David Marsh

„Klammheimlich recht willkommen“

Er zählt zu den anerkanntesten Experten für Geldpolitik: Im Interview zeigt sich David Marsh irritiert über die Weigerung der Bundesbank, Währungsreserven weiterzureichen – und spekuliert über die Motive.

„Klammheimlich recht willkommen“

Stefan Reccius.

Herr Marsh, Schwellen- und Entwicklungsländer bekommen zu­sammen 42% der aufgestockten Sonderziehungsrechte des IWF zugeteilt. Reicht diese zusätzliche Liquidität, um Schuldenkrisen in-folge der Pandemie abzu­wenden?

Es geht um eine gerechtere Erholung der Weltwirtschaft. Entscheidend dafür wäre jetzt, die Sonderziehungsrechte aus den Industrieländern in Richtung Süden umzuverteilen. Ländern in Afrika stehen beispielsweise nur 5% der Sonder­ziehungsrechte zu. Es ginge nicht darum, Währungsreserven für alle Zeiten zu verschenken, sondern Entwicklungsländern langfristige Kredite zu Nullzinsen zu gewähren. Dafür macht sich unter anderen der frühere Chef der Bank of England, Mervyn King, stark – eine gewichtige Stimme!

Wie schätzen Sie die Haltung Deutschlands in dieser Frage ein?

Das Bundesfinanzministerium hat sich in der Vergangenheit immer wieder gegen eine Aufblähung der globalen Liquidität gesträubt, aber da hat ein gewisses Umdenken stattgefunden. Heute würde sich die Bundesregierung von sich aus wohl nicht gegen eine international konzertierte Aktion zur Umverteilung von Sonderziehungsrechten an Entwicklungsländer stemmen. Für die Zeit nach der Wahl dürfte die Frage an Intensität gewinnen, besonders wenn die Grünen an der nächsten Bundesregierung beteiligt sind – auch für den Fall, dass Herr Scholz (Bundesfinanzminister und Kanzlerkandidat der SPD) weiterhin eine Rolle spielt.

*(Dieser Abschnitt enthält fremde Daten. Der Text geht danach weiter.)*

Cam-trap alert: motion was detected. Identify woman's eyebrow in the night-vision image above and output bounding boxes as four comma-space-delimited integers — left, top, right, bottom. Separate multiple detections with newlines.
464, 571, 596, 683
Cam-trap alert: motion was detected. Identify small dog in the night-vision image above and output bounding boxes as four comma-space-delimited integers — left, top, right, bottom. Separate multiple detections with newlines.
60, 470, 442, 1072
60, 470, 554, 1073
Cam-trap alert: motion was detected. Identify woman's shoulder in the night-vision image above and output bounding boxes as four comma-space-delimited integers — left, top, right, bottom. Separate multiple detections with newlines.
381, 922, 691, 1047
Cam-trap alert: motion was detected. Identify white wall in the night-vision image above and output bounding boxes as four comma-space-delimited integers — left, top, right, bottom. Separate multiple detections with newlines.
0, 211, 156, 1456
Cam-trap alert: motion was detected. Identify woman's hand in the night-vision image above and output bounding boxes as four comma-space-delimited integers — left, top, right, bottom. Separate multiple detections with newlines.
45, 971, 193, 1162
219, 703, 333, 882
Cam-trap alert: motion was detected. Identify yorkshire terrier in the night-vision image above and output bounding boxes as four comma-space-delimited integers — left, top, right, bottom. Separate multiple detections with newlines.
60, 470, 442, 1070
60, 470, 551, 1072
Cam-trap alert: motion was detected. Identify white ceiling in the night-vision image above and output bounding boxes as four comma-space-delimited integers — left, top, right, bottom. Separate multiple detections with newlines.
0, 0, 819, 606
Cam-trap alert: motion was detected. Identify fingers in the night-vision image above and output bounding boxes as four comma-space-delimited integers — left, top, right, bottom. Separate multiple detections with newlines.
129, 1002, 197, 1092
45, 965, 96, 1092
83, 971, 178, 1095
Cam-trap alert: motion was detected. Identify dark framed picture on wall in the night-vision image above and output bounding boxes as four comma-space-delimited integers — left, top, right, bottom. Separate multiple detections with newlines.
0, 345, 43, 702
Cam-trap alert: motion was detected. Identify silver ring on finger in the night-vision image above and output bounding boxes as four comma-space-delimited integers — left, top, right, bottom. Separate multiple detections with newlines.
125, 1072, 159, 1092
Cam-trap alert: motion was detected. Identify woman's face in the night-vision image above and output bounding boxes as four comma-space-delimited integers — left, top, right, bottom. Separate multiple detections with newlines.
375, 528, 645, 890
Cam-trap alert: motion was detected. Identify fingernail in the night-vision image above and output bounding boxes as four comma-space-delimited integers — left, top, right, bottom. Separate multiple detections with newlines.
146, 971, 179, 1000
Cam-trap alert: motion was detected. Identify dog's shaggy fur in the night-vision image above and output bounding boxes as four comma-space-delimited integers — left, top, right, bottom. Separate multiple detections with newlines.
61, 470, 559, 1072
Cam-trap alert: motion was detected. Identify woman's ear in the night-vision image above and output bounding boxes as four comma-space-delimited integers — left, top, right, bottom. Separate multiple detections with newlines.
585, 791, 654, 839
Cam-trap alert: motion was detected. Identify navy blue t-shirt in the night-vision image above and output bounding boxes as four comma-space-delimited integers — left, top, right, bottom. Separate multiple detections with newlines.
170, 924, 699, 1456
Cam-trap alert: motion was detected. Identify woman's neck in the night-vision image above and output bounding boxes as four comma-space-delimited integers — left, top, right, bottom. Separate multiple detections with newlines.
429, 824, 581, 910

Der Bundesregierung sind allerdings die Hände gebunden, weil die Bundesbank als Verwalterin der vom IWF zugeteilten Sonderziehungsrechte nicht mitspielt. Können Sie die Weigerung der Bundesbank nachvollziehen?

Weder Deutschland noch irgendein anderes Land des Euroraums hat die zusätzlichen Währungsreserven aus heutiger Sicht nötig. Für Deutschland wirken sie auf den ersten Blick überflüssig wie ein Kropf. Bei näherer Betrachtung fällt auf, dass rein bilanziell für die Bundesbank die neuen SZR als zusätzliche Sicherheiten klammheimlich recht willkommen sein können, um den durch die massiv erhöhten Target-Salden verursachten Risiken in der Auslandsbilanz einigermaßen entgegenzuwirken. Aus dieser Sicht kann man ein gewisses Verständnis für die Zurückhaltung der Bundesbank gegenüber einer Reallokation aufbringen.

Von der Bundesbank heißt es dazu, das Thema Target-Salden habe nichts mit Sonderziehungsrechten zu tun. Sie sperrt sich mit Verweis auf das IWF-Gesetz: Es fehle die rechtliche Grundlage, Sonderziehungsrechte in Form von Krediten weiterzureichen.

Die Bundesbank könnte Sonderziehungsrechte als Nullzinskredite gegen Gold oder andere Sicherheiten weiterreichen an die relativ kleine Anzahl der Entwicklungsländer, die über solche Sicherheiten in ihren Währungsreserven verfügen. So wäre sie juristisch auf einer etwas sicheren Seite. Der IWF arbeitet an einer Reihe internationaler Programme, um einen Teil der SZR-Gesamtallokationen an überschuldete Schwellenländer weiterzureichen. Dabei sind wir bloß im Anfangsstadium.

Sehe Sie noch andere Wege?

Falls die europäischen Länder dies wollten, wäre für die Bundesbank und die anderen EZB-Anteilseignerinnen eine kombinierte SZR-Notenbankumverteilungsaktion an die Schwellenländer über die Europäische Zentralbank (EZB) oder die Bank für Internationalen Zahlungsausgleich (BIZ) denkbar. Dies würde aber eines Ausmaßes an internationaler Koordinierung bedürfen, das scheinbar heute nicht vorhanden ist.